# Craigslist find - red flags?



## apecora (Mar 7, 2012)

1965 Pontiac Lemans Tempest GTO

I'm a complete amateur in need of a little help...

What do you guys think about this post? Any flags? Does 400 make sense?

Would this be a lot for a first car project? Thank you everyone!


----------



## SANDU002 (Oct 13, 2004)

Since he has included the vin #, send off for the PHS first. that will tell you if it is a real gto and the options that came on the car. Fair price for a GTO, maybe $2 grand too high for a lemans or tempest.


----------



## 05GTO (Oct 6, 2004)

SANDU002 said:


> Since he has included the vin #, send off for the PHS first. that will tell you if it is a real gto and the options that came on the car. Fair price for a GTO, maybe $2 grand too high for a lemans or tempest.


:agree

Car appears to have 64-66 valve covers for a 389, ask him for the following codes;

Letter code on the front passenger side of the block,
Codes on the distributor pad (casting and date pre mid year 1967),
Casting number behind the #8 cylinder (post mid year 1967),
Casting number on the head's center exhaust ports,
Casting number on the intake manifold,

Post your results


----------



## geeteeohguy (Feb 2, 2008)

I pretty much agree, too. A square deal if it's a real GTO, but overpriced by about 4k if it's a LeMans. The car needs total paint, which is now the most expensive part of a restoration. It has the wrong engine and transmission. I would LOVE to have a close look at the quarter panels at the emblem area inside the trunk. My guess is that it's a LeMans or Tempest. If it were real, it is unlikely he would give himself an escape clause in the ad. If it's real, it's a good square deal, though, IMO.


----------



## BearGFR (Aug 25, 2008)

Duncanville is about an hour away from me. I might be interested in going to look at this car myself, so you might also persuade me to go "put eyes on it" on your behalf. I've already told Mrs. Bear that "the next one I do" will be a '65 4-speed 

I hope she let's me back in the house soon.....

Bear


----------



## geeteeohguy (Feb 2, 2008)

Bear, I'm sure you know this, but if you go look at the car in person, look very closely at the 1/4 panels from the inside of the trunk to see if more than 3 holes for the emblems were used and brazed/filled. Also, check the inside of the front fenders behind the headlamps for bondo worms from filled in front emblem/gill holes. The GTO also had a thicker front sway bar, and clones usually don't have the bigger bar. Good luck on your hunt!! '65's are a great year.


----------



## Eric Animal (Oct 28, 2007)

Bear, You might as well go check it out......you're already locked out of the house, and 'hibernating under the porch season' is almost over....:rofl: :lol: Man....sometimes I really amuse myself!!


----------



## apecora (Mar 7, 2012)

Thanks for all of the great help guys! I didn't expect so many replies. 
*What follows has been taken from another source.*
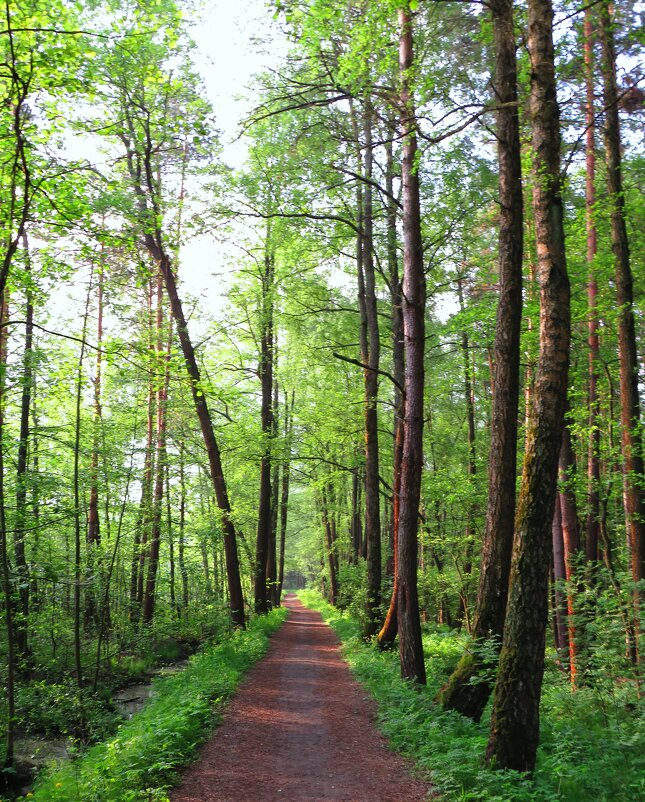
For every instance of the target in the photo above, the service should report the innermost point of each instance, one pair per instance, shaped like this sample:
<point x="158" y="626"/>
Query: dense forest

Bear, you and I might have to coordinate. If you haven't already made your treck out there, I can send him the questions that 05GTO posted. He may be reluctant to send me answers though... When I asked him for more pictures he said I should just come check it out.


----------



## jetstang (Nov 5, 2008)

He said it's a 400, so it's the wrong motor for sure, now to find out what the motor is, good or smog motor. It's a Lemans, he's just talking around it, he checked, if it was a GTO he wouldn't mention Lemans. Check it for rust, primer hides a ton of sins. If the chassis is fresh and motor is good and just needs paint, and is a RUST Free texas car, not a bad deal. As long as it is well sorted, check lights, heater and accesories. Then it's just paint and cool, if it needs everything, you can get a nicer car for that kind of money.


----------



## apecora (Mar 7, 2012)

I was pretty sure 400 was wrong. What do you mean by smog motor? 

I am guessing you are right about the Lemans. Thank you for the pointers for things to check out. I might be able to go see it this weekend pending the shop being open... 

I'll post updates if I have any! Thanks all!


----------



## jetstang (Nov 5, 2008)

Smog motor is after 71, lowered compression for worst gas and really killed the power of the 400. Early motors don't have hardened seats, but more HP. The head numbers should tell the tale.


----------